El segundo marinero le pidió silencio sin palabras y miró al puente de mando, donde se encontraban don Lorenzo y el capitán San Pedro.
—¡Calla! ¿Qué te va a ti en todo esto? ¿Acaso quieres quedarte en tierra en el siguiente viaje?
El comerciante miró a los marineros y, casi sin mover los labios, se dirigió a ellos bajando la voz.
—No hay por qué preocuparse. ¿Habéis visto algún cerdo al que no le quemen la piel el día de San Martín?
Las Chiquillas terminaron su función, pero Valvanera supo que a partir de entonces nadie debería oírlas hablar de sus teules, y alertó a su señora.
—¡Anda con tiento, mi niña! Allá adonde vamos no consentirán nuestras oraciones. Que nadie te escuche los salmos. Ni siquiera don Lorenzo.
La esclava acudía con doña Aurora a los oficios religiosos que se celebraban antes de los turnos de guardia de noche. Rezaban el Padrenuestro, el Credo, el Avemaría, y cantaban la Salve. Pero, cada mañana, se reunía con su señora en su camarote para recitar sus salmos junto a los niños.
A doña Aurora no le preocupaba que las escucharan, nadie entendía el nahuatl, y el capitán y Juan de los Santos jamás les prohibirían sus rezos. Sin embargo, Valvanera se mostraba recelosa.
—No les temo a ellos, sino a los que les rodean. Mejor será que nunca tengan que defendernos, pero si han de hacerlo, que puedan negar sin que la mentira se vuelva negra en sus bocas.
El miedo de la esclava se contagió a su señora. Las dos convinieron en que, para evitar nuevos enfrentamientos con los marineros, nadie debía conocer lo ocurrido.
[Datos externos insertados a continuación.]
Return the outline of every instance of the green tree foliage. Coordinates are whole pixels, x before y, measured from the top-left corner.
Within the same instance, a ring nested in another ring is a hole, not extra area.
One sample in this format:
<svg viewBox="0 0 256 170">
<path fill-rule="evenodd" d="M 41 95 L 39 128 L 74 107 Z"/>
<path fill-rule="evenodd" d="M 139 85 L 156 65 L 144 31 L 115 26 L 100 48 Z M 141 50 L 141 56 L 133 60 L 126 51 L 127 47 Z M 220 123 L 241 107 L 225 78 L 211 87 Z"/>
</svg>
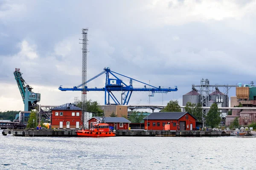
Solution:
<svg viewBox="0 0 256 170">
<path fill-rule="evenodd" d="M 221 121 L 220 114 L 217 104 L 213 104 L 206 116 L 207 125 L 210 126 L 212 128 L 217 127 Z"/>
<path fill-rule="evenodd" d="M 112 113 L 110 115 L 111 117 L 117 117 L 117 115 L 115 114 L 114 112 L 112 112 Z"/>
<path fill-rule="evenodd" d="M 252 127 L 253 130 L 256 130 L 256 122 L 252 122 L 248 127 L 249 128 Z"/>
<path fill-rule="evenodd" d="M 228 112 L 227 113 L 227 115 L 232 115 L 232 110 L 230 110 L 228 111 Z"/>
<path fill-rule="evenodd" d="M 101 116 L 102 115 L 103 110 L 100 109 L 99 104 L 97 101 L 92 101 L 89 100 L 86 102 L 87 105 L 87 111 L 93 113 L 93 116 Z M 77 107 L 82 108 L 82 103 L 81 102 L 79 102 L 77 104 Z"/>
<path fill-rule="evenodd" d="M 200 103 L 197 105 L 188 102 L 185 107 L 185 110 L 195 117 L 198 122 L 202 122 L 203 108 Z"/>
<path fill-rule="evenodd" d="M 127 118 L 127 116 L 126 115 L 122 115 L 121 117 L 124 117 L 126 119 L 128 119 Z"/>
<path fill-rule="evenodd" d="M 0 111 L 0 120 L 10 120 L 13 121 L 17 114 L 20 111 L 8 110 L 5 112 Z"/>
<path fill-rule="evenodd" d="M 238 121 L 238 117 L 236 117 L 233 121 L 233 125 L 235 128 L 239 128 L 240 126 Z"/>
<path fill-rule="evenodd" d="M 143 123 L 144 122 L 143 119 L 145 117 L 143 115 L 143 113 L 139 111 L 132 112 L 130 113 L 129 120 L 132 123 Z"/>
<path fill-rule="evenodd" d="M 241 103 L 239 103 L 239 105 L 237 106 L 234 106 L 234 108 L 242 108 L 243 105 Z"/>
<path fill-rule="evenodd" d="M 27 128 L 36 128 L 38 125 L 36 112 L 35 111 L 31 111 L 31 113 L 29 114 L 26 127 Z"/>
<path fill-rule="evenodd" d="M 181 108 L 179 105 L 179 102 L 177 100 L 171 100 L 166 106 L 162 110 L 161 112 L 181 112 Z"/>
</svg>

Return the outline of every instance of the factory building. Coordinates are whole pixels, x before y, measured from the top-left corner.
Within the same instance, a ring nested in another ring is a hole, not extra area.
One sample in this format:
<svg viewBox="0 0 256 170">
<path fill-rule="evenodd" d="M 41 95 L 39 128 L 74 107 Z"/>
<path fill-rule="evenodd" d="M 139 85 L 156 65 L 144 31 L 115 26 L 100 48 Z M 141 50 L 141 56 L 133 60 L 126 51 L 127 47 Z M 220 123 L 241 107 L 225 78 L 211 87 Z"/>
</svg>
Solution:
<svg viewBox="0 0 256 170">
<path fill-rule="evenodd" d="M 241 104 L 244 108 L 233 110 L 232 115 L 226 116 L 226 125 L 229 126 L 236 117 L 239 117 L 241 125 L 247 125 L 256 122 L 256 87 L 253 83 L 250 85 L 242 85 L 239 83 L 236 91 L 236 96 L 230 98 L 231 107 Z M 255 110 L 246 109 L 247 107 L 255 107 Z"/>
<path fill-rule="evenodd" d="M 192 130 L 196 119 L 189 112 L 154 112 L 143 119 L 145 129 L 163 130 L 170 124 L 171 130 Z"/>
<path fill-rule="evenodd" d="M 127 117 L 127 106 L 122 105 L 104 105 L 100 106 L 100 108 L 104 111 L 106 117 L 110 117 L 113 113 L 117 117 L 126 116 Z"/>
<path fill-rule="evenodd" d="M 213 103 L 217 103 L 218 107 L 229 107 L 228 96 L 221 92 L 218 88 L 215 88 L 215 90 L 209 95 L 209 101 L 208 105 L 211 107 Z M 201 96 L 198 90 L 193 88 L 192 91 L 183 96 L 183 105 L 186 106 L 188 102 L 192 104 L 197 104 L 201 103 Z M 183 108 L 183 111 L 186 111 Z M 226 109 L 220 110 L 222 113 L 221 116 L 224 118 L 227 114 L 227 111 Z"/>
<path fill-rule="evenodd" d="M 52 109 L 52 128 L 78 128 L 81 127 L 81 108 L 66 103 Z"/>
<path fill-rule="evenodd" d="M 89 128 L 98 122 L 101 123 L 103 120 L 102 119 L 102 117 L 95 116 L 89 119 L 88 122 Z M 105 117 L 103 119 L 105 123 L 108 124 L 110 126 L 114 128 L 115 130 L 129 129 L 129 125 L 131 122 L 124 117 Z"/>
<path fill-rule="evenodd" d="M 197 90 L 193 88 L 192 91 L 185 94 L 182 96 L 182 105 L 186 106 L 188 102 L 192 104 L 197 104 L 201 102 L 200 94 L 198 92 Z M 185 111 L 185 109 L 183 108 L 183 111 Z"/>
</svg>

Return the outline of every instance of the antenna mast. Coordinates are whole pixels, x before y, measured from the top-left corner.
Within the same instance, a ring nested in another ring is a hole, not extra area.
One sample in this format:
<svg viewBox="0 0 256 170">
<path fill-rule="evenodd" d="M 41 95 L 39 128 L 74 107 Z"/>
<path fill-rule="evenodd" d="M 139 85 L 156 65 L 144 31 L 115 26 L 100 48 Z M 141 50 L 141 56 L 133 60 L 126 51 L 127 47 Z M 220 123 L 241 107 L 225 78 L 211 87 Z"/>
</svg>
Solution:
<svg viewBox="0 0 256 170">
<path fill-rule="evenodd" d="M 82 91 L 82 96 L 81 101 L 82 102 L 82 115 L 81 115 L 81 122 L 82 123 L 82 127 L 84 127 L 85 123 L 87 121 L 87 93 L 85 90 L 86 87 L 86 81 L 87 81 L 87 33 L 88 32 L 88 28 L 82 29 L 82 34 L 83 34 L 82 51 L 83 53 L 83 60 L 82 62 L 82 84 L 83 84 Z"/>
</svg>

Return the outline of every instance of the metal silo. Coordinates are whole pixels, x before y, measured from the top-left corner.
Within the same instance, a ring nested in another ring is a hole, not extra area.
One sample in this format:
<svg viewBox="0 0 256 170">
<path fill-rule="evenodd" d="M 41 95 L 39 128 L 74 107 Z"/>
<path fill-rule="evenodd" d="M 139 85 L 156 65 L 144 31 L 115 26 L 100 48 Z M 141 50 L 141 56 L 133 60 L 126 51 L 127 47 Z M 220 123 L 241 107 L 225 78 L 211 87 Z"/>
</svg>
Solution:
<svg viewBox="0 0 256 170">
<path fill-rule="evenodd" d="M 217 100 L 217 99 L 218 100 Z M 222 107 L 229 107 L 228 96 L 221 92 L 218 88 L 209 94 L 209 99 L 217 103 L 222 103 Z M 222 110 L 222 113 L 227 113 L 227 111 L 226 109 Z"/>
<path fill-rule="evenodd" d="M 182 105 L 186 106 L 188 102 L 196 104 L 200 103 L 201 102 L 200 98 L 200 94 L 198 92 L 197 90 L 193 88 L 192 91 L 182 96 Z M 185 109 L 183 109 L 183 111 L 185 111 Z"/>
</svg>

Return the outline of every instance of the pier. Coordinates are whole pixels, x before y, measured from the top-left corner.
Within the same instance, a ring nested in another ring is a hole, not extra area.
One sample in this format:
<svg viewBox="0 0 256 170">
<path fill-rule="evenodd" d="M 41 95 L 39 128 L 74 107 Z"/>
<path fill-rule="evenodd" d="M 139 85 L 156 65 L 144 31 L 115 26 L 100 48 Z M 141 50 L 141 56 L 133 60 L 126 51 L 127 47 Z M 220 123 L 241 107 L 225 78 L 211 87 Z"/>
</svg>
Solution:
<svg viewBox="0 0 256 170">
<path fill-rule="evenodd" d="M 13 135 L 23 136 L 77 136 L 77 129 L 20 130 L 6 129 L 3 135 Z M 167 130 L 116 130 L 116 136 L 230 136 L 230 131 L 167 131 Z M 247 131 L 247 136 L 252 135 Z"/>
</svg>

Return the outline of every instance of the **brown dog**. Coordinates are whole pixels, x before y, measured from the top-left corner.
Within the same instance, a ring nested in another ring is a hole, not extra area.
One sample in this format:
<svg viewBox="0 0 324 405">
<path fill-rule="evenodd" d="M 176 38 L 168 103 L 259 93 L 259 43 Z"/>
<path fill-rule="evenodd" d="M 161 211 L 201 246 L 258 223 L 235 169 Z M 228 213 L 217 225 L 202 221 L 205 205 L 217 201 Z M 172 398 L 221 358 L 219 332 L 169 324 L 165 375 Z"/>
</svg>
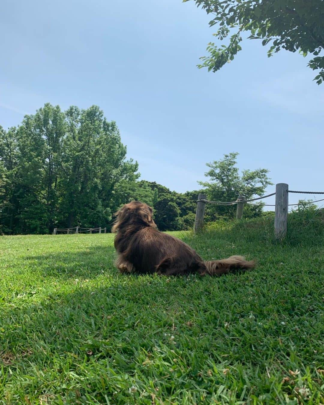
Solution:
<svg viewBox="0 0 324 405">
<path fill-rule="evenodd" d="M 116 265 L 121 273 L 214 275 L 254 267 L 254 261 L 247 261 L 241 256 L 204 261 L 188 245 L 158 230 L 152 214 L 150 207 L 139 201 L 126 204 L 115 214 L 112 230 L 117 232 Z"/>
</svg>

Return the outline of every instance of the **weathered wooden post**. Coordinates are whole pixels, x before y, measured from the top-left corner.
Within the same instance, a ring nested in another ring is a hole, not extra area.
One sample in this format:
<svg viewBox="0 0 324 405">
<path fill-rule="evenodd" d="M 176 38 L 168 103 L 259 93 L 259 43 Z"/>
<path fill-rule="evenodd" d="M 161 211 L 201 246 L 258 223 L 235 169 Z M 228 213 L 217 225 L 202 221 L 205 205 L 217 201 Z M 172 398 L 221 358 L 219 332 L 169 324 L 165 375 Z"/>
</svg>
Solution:
<svg viewBox="0 0 324 405">
<path fill-rule="evenodd" d="M 203 226 L 203 216 L 205 214 L 206 203 L 201 200 L 205 199 L 206 196 L 204 194 L 199 194 L 198 196 L 194 225 L 195 232 L 196 233 L 201 230 Z"/>
<path fill-rule="evenodd" d="M 288 218 L 288 185 L 280 183 L 275 185 L 275 236 L 282 239 L 287 233 Z"/>
<path fill-rule="evenodd" d="M 243 196 L 239 196 L 237 201 L 241 201 L 245 200 Z M 243 216 L 243 209 L 244 207 L 244 202 L 237 202 L 236 205 L 236 219 L 240 220 Z"/>
</svg>

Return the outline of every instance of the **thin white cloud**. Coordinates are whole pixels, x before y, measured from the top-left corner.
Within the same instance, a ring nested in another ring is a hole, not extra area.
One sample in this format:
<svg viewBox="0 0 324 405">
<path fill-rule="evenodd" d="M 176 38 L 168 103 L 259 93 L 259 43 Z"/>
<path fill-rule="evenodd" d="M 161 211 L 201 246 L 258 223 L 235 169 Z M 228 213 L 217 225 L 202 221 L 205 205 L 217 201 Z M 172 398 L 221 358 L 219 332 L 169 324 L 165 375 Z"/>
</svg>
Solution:
<svg viewBox="0 0 324 405">
<path fill-rule="evenodd" d="M 10 111 L 13 111 L 15 113 L 17 113 L 18 114 L 20 114 L 22 115 L 25 115 L 26 114 L 30 113 L 28 113 L 26 111 L 22 111 L 21 110 L 20 110 L 18 108 L 16 108 L 15 107 L 12 107 L 12 106 L 8 105 L 6 104 L 2 104 L 0 103 L 0 107 L 2 108 L 5 109 L 6 110 L 9 110 Z"/>
<path fill-rule="evenodd" d="M 251 96 L 290 113 L 317 114 L 322 111 L 324 93 L 321 86 L 319 87 L 312 81 L 316 73 L 292 72 L 274 80 L 265 81 L 252 90 Z"/>
</svg>

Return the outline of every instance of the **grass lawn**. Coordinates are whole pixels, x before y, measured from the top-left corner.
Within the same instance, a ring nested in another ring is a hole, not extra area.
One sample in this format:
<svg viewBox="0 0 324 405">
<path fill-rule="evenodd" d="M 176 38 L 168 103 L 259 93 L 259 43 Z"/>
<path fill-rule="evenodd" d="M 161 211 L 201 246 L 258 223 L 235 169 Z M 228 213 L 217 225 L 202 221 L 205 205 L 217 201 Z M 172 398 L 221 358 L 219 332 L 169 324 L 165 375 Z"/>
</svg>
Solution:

Valvanera señaló el anillo de cabeza de águila que doña Aurora llevaba en el dedo meñique y le acercó el cofre de piedra donde guardaba la diosa de los besos.
—Deberías guardar también el anillo, por lo menos hasta que estemos seguras de que nadie sabe lo que representa. ¡Ojalá que las Chiquillas no te lo hayan visto! Ayer las vi hablando con el hombre de negro.